This question borders between the world of the audio designer and the programmer. While this question might have to be partially answered by that domain of an audio designer, it is sure a problem for the programmer. In our project, we want to loop a sound (background music) while the game timer is greater than one minute left. When this time is hit, we wish to stop the music as authored, and then immediately continue with ending segment. I have been looking into XACT, and it seems to have support for different events. Unfortunately the documentation is lacking, and the application is somewhat alien to me as a programmer.

What I am looking to do is something along these lines (different approaches):

  1. When the music stops, I want to tie an event to play another sound immediately
  2. When a marker is triggered in the music, I want to play another sound immediately
  3. I would also like to know in my application when some of these events happen

The problem is that I haven't been able to find any mechanism to auto-play sound when another sound begins and that I can't find a way to hook up with the events made in the XACT project to C#.

If this can't be done (i.e. XACT/XNA lacks support for these operations), please gather your ideas on how to solve this problem with minimal cross-sound time errors. Preferably I would be able to control as much as possible of this in C# with calls to XNA.

+3  A: 

I think I've solved it now

Here's how I did it.

  1. Select the Cue which you want to change sound after it has been stopped in XACT.
  2. Set Playlist Type to Interactive.
  3. Open Cue Transitions.
  4. Select View by Destination.
  5. Select the Cue in the (stop) node visible in the tree view.
  6. In Transition Properties at the right side of the tree view, for Source and Destination:
    1. Set Source to End of Loop.
    2. Set Destiantion to Beginning.
  7. In Transition Properties at the right side of the tree view, for Transitions:
    1. Set Transition Type to Direct Concurrent Transition.
    2. Set Transitional Sound to the sound you wish to play after the looping sound has completed its loop.
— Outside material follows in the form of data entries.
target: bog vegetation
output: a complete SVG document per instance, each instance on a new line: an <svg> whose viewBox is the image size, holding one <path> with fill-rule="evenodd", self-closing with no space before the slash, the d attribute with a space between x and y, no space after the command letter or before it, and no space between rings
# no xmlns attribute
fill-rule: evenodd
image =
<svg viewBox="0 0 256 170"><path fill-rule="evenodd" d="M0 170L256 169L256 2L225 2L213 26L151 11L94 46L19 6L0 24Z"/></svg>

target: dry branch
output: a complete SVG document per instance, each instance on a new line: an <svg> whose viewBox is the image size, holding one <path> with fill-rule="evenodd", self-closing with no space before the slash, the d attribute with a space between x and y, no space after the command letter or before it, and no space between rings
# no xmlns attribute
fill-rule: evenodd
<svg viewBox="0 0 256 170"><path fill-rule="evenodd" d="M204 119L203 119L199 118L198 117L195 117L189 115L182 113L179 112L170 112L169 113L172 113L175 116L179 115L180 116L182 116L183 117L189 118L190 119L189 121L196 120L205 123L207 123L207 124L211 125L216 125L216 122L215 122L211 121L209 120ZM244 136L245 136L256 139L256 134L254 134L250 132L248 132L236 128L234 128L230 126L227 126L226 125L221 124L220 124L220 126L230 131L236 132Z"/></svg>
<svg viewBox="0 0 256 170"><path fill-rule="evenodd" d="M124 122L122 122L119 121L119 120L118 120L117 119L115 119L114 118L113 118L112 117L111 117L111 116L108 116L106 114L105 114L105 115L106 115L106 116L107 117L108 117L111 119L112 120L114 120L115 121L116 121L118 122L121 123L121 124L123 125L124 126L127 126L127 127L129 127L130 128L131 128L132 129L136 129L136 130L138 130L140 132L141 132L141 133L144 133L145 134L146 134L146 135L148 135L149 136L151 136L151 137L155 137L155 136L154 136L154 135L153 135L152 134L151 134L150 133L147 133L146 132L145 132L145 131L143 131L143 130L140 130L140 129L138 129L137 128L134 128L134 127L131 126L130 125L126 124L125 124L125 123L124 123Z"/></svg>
Close the window and test it by playing the Cue. Also test to stop it As Authored to see if the behaviour fulfilles your expectations.


Implementation

In code, Stop the Cue As Authored to get this behaviour. Immediate stops the cue without playing the sound outro. I hope this helps other people who might run into this problem in the future. The question and answer wasn't that much code oriented as I thought initially. Also, this applies for XNA 2.0. I don't know if there will be other options for controlling this kind of behaviour in XNA 3.0+.